Chapter 1
Chapter One
Jazz
“ I must, respectfully, decline.” I spoke with as much dignity as I could muster as I stared at the large diamond he thrust towards me.
The atmosphere was glorious. The Grand Kintyre always was. The food was amazing, but Feldon’s proposal was complete shit.
The ring was beautiful. But I detested diamonds.
Why did he have to do this here of all places? Why did he have to make his move over appetizers? Couldn’t he wait until the digestif, at least? Then he wouldn’t have soured my appetite.
The Grand Kintyre was one of the few places in the city with a decent adobo, and he was ruining it! A sin that was, frankly, far more egregious than his proposal, and certainly worse than the infidelity that was pushing him to bend the knee.
I wouldn’t give money to the Green family if it weren’t for the food. The Greens had a choke hold on New York that was hard to crack, but we had to crack them if we were to put a toe hold in the city at the center of the universe.
“Jazz, it didn’t mean anything.” Feldon Lauder, my soon to be ex-beau, reached out to touch my hand. I withdrew. “It was a mistake. You and I? We’re the real deal!”
Did he know that he’d been caught? Probably. Photos surfaced of him with a young broadway starlet surfaced on Page Six. I’d quietly revoked his privileges to enter the Barkada building, as well as the Barkada Tower, where he’d been staying rent-free for the past year.
A place that he’d brought his conquest to. I wasn’t offended. I was astonished at the audacity.
“Dom Papa Rum,” I ordered from the waiter as he brought me my entree.
Feldon had been too flustered to look at the menu and had ordered what I had. Now he scrunched his nose at the savoury, vinegar and soy sauce stew, draped over a beautiful dome of white rice.
I hadn’t confronted him. I was here, with him, because it was in the books. And I would never cancel on food from my home country that had earned Michelin stars.
I picked up my fork and took a deep inhale and groaned in delight. Just like Mama made it…

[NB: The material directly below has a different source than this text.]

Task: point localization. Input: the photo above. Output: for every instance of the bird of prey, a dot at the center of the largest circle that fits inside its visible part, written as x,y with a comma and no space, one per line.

“Listen, we don’t need to change anything,” Feldon said, with an earnest smile.
Did he have any fucking idea how annoying he was?
Hope flickered in his eyes.He really thought things were going to go his way.
Again, the audacity!
Feldon Lauder had been exactly what I had wanted. A pretty fool. Not too smart, not too dumb. Dull. Weak. Nothing that could distract me.
Even his infidelity was boring.
He did nothing that would tax my overburdened brain.
I groaned, as I speared a small bite of chicken skin into my mouth, drooling at the familiar flavors. In the saltiness, I could taste the bittersweetness of the past; the melancholy ache of memories.
“Well?” Feldon snapped his fingers in front of my face.
Rude . It was clear that I would be unsatisfied today, in probably more ways than one.
“Well, what?” I sighed.
“Is that all you have to say? Just…” he wrinkled his nose, before he mocked, “ I respectfully decline? ”
I wished I was as stone-faced as my eldest brother, Jareth. He could shake a man’s hand, and stab them in the heart without so much as a blink.
Did he have feelings? Of course. He just didn’t believe in showing them.
“Why are you fighting so hard for this?” I finally just asked, “You don’t like me that much. Our sex life is lackluster at best–”
“What? That’s not?—”
“That wasn’t up for debate.” I rejected his interruption. “And let’s face it. I was just biding my time until I’d need to dump you anyway.”
Being a Barkada had its drawbacks. Social climbers, and the un-monied types with wilting pedigrees loved to sniff at our heels. He’d been both. I’d fallen for his grift because he was handsome.
I just wanted to know what it was like to be with a very handsome man.
The verdict? It wasn’t all it was cracked up to be.
Pretty people didn’t work very hard at being decent at anything: business, sex, courtship.
Then they’d do inane things like ruin a world-class meal to soothe their insignificant feelings.